I am missing something basic about the relation between the Haar measure on the group $G = KAN$ and the haar measures on the subgroups $K$, $A$, and $N$. Specifically, let $G=PSL_2(\mathbb{R})$ then we can write in explicit coordinates the subgroups $$ K = \left\{\left(\begin{array}{cc} \cos(\theta) & \sin(\theta)\\ -\sin(\theta)&\cos(\theta) \end{array}\right):\theta\in[0,\pi)\right\} $$ $$ A = \left\{\left(\begin{array}{cc} y^{1/2}& 0\\ 0&y^{-1/2} \end{array}\right):y\in(0,\infty)\right\} $$ $$ N = \left\{\left(\begin{array}{cc} 1& x\\ 0&1 \end{array}\right):x\in\mathbb{R}\right\} $$ In these coordinates, it would seem to me the Haar measures of these subgroups is $d\theta$, $y^{-1}dy$ and $dx$ respectively. However I know the Haar measure on $G$ is $y^{-2}\, d\theta \, dy \, dx$. I am confused because it is often stated that $dg = dk \, da \, dn$ where it seems those measures are the Haar measures on the subgroups, but somehow in explicit coordinates a new factor of $y^{-1}$ appears. Thank you.

Answer 1

Your problem is that $\mathrm{PSL}(2,\mathbb{R})$ is not a reductive Lie group (at least by the definitions I know). You are correct that the measures on each subgroup are as you say, but note that $AN$ is the subgroup isomorphic to the group of matrices $$ \begin{pmatrix} a& b \\ 0&1 \end{pmatrix} $$ (for some reason the TeX will not work) with $a>0$.

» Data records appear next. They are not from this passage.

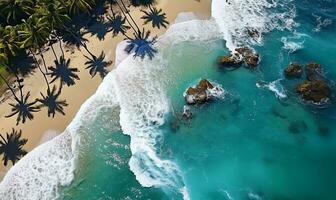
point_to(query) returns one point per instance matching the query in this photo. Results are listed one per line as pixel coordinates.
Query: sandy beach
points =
(43, 128)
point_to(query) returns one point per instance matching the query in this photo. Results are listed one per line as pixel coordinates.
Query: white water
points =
(275, 87)
(138, 88)
(239, 19)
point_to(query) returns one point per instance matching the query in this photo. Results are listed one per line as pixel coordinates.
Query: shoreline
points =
(39, 130)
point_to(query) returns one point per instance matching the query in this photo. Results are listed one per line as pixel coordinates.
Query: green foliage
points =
(11, 147)
(29, 27)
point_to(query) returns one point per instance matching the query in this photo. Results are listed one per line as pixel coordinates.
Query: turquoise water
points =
(248, 144)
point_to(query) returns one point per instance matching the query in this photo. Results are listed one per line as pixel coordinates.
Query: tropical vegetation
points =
(28, 28)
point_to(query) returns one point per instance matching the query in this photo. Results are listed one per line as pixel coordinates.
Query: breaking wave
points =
(138, 88)
(243, 22)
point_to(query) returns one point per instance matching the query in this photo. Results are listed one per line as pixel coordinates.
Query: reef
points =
(294, 70)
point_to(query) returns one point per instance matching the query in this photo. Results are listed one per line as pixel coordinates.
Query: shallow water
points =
(251, 143)
(258, 140)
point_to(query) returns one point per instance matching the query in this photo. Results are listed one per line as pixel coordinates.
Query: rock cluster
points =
(294, 70)
(241, 55)
(199, 94)
(314, 88)
(316, 91)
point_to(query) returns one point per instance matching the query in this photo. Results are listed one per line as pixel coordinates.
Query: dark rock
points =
(316, 91)
(253, 33)
(198, 94)
(294, 70)
(244, 51)
(313, 71)
(250, 57)
(252, 60)
(187, 114)
(229, 61)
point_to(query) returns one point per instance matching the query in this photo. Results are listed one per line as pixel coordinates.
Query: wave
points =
(295, 42)
(137, 89)
(243, 22)
(275, 87)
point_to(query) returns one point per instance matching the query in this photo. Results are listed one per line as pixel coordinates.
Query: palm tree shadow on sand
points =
(98, 65)
(11, 147)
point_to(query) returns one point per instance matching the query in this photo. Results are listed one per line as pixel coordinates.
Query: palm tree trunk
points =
(83, 44)
(38, 65)
(53, 50)
(43, 60)
(4, 140)
(10, 88)
(135, 31)
(122, 2)
(60, 45)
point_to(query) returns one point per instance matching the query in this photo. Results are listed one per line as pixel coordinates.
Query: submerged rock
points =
(316, 91)
(294, 70)
(313, 71)
(241, 55)
(230, 61)
(199, 94)
(187, 114)
(252, 60)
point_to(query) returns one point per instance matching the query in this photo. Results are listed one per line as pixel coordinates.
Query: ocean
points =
(256, 139)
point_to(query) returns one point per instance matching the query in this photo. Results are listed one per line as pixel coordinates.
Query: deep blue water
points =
(250, 144)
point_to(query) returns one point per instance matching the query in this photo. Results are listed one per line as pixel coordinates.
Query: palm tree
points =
(144, 3)
(157, 17)
(118, 24)
(55, 14)
(141, 45)
(22, 64)
(97, 65)
(8, 40)
(77, 6)
(15, 10)
(52, 103)
(33, 35)
(23, 109)
(12, 146)
(64, 72)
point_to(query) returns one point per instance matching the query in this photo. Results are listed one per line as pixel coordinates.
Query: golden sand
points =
(43, 128)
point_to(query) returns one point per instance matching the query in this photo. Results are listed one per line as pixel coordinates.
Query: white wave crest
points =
(294, 42)
(243, 22)
(137, 87)
(275, 87)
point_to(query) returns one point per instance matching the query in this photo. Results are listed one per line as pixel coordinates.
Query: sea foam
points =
(136, 87)
(243, 22)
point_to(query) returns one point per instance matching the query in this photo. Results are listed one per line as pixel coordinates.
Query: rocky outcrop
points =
(187, 114)
(241, 55)
(294, 70)
(230, 61)
(316, 91)
(200, 93)
(313, 71)
(250, 57)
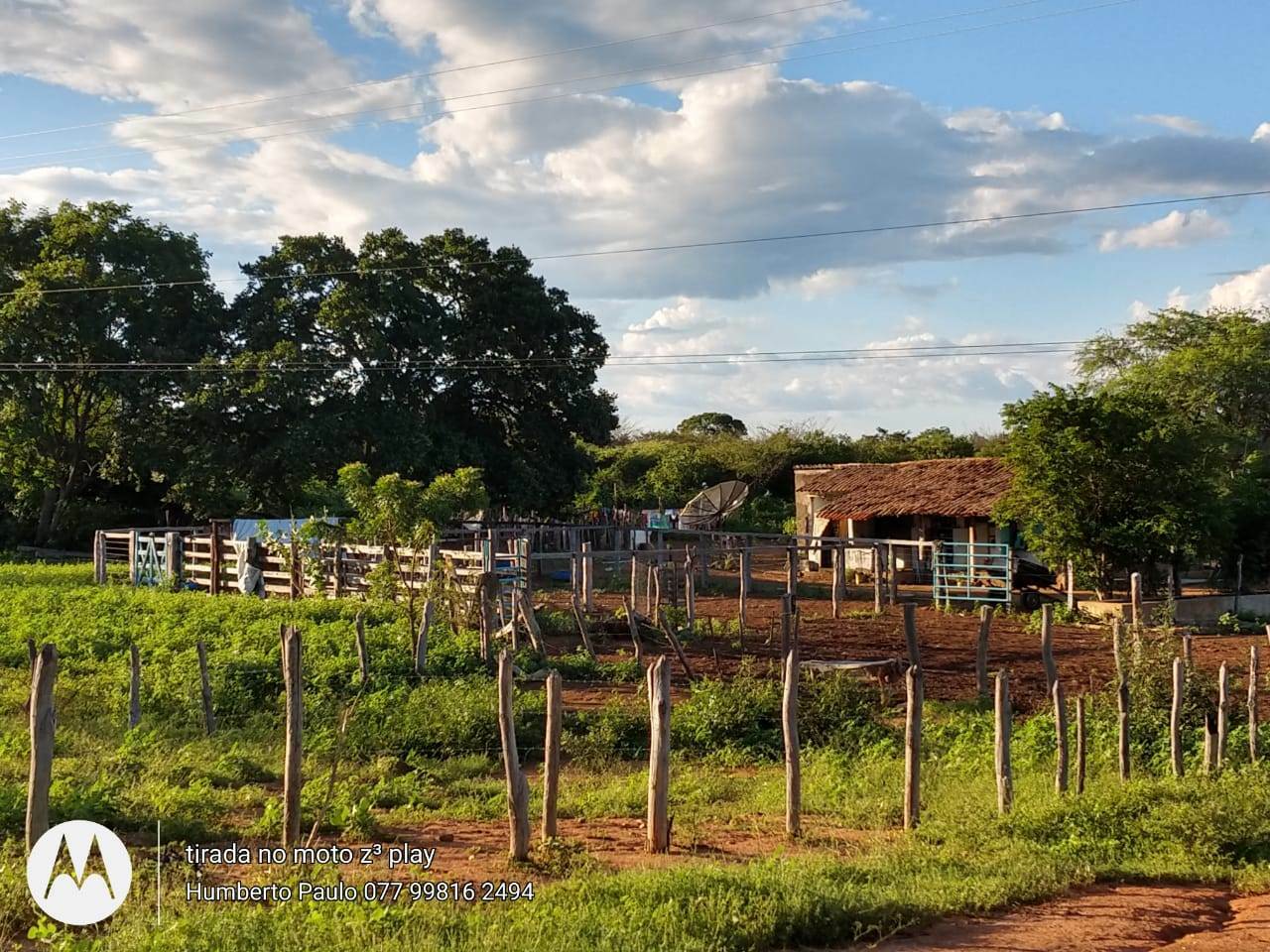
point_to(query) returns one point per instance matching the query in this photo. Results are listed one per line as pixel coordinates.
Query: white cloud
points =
(1174, 230)
(1178, 123)
(1243, 291)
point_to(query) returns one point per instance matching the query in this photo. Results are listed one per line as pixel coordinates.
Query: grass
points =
(426, 751)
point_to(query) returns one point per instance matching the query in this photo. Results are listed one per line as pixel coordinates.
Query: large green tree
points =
(1110, 480)
(77, 412)
(1213, 370)
(417, 357)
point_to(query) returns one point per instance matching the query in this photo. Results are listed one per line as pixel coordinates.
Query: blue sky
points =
(1130, 102)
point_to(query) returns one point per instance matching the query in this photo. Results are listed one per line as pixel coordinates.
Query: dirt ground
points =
(948, 642)
(1107, 919)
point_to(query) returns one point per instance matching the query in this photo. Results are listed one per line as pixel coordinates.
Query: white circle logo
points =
(79, 873)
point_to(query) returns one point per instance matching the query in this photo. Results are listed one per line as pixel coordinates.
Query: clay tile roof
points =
(966, 486)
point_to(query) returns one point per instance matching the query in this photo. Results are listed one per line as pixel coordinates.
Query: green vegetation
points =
(420, 751)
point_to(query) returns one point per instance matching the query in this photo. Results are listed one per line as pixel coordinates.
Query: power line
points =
(647, 249)
(735, 358)
(431, 73)
(416, 104)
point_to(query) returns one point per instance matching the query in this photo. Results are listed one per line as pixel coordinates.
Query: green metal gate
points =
(971, 571)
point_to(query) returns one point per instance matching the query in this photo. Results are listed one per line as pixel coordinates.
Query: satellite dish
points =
(710, 507)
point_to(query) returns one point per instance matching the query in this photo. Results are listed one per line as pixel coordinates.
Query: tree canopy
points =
(1110, 480)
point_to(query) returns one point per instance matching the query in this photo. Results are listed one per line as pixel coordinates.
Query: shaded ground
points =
(948, 642)
(1109, 919)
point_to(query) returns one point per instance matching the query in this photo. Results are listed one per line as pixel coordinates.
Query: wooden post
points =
(588, 578)
(690, 592)
(915, 651)
(1223, 712)
(206, 684)
(634, 578)
(1005, 777)
(1209, 742)
(789, 724)
(132, 557)
(213, 538)
(1175, 719)
(363, 661)
(517, 787)
(421, 640)
(668, 630)
(1047, 647)
(42, 722)
(173, 556)
(658, 824)
(135, 685)
(99, 557)
(1254, 710)
(1080, 743)
(552, 756)
(912, 747)
(835, 581)
(484, 583)
(1123, 728)
(892, 575)
(876, 579)
(293, 778)
(1060, 738)
(980, 662)
(531, 622)
(581, 625)
(634, 626)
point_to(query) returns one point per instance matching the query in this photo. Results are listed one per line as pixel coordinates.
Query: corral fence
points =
(584, 556)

The left and right Haar measures on this group are different! Your measure on $G$ corresponds to taking the right Haar measure on $AN$, the one you think you have found corresponds to taking the left one.

Do you know a reference where the Iwasawa decomposition is stated for non-redcutive groups?

Edit: The set $K$ in your question is not closed under multiplication.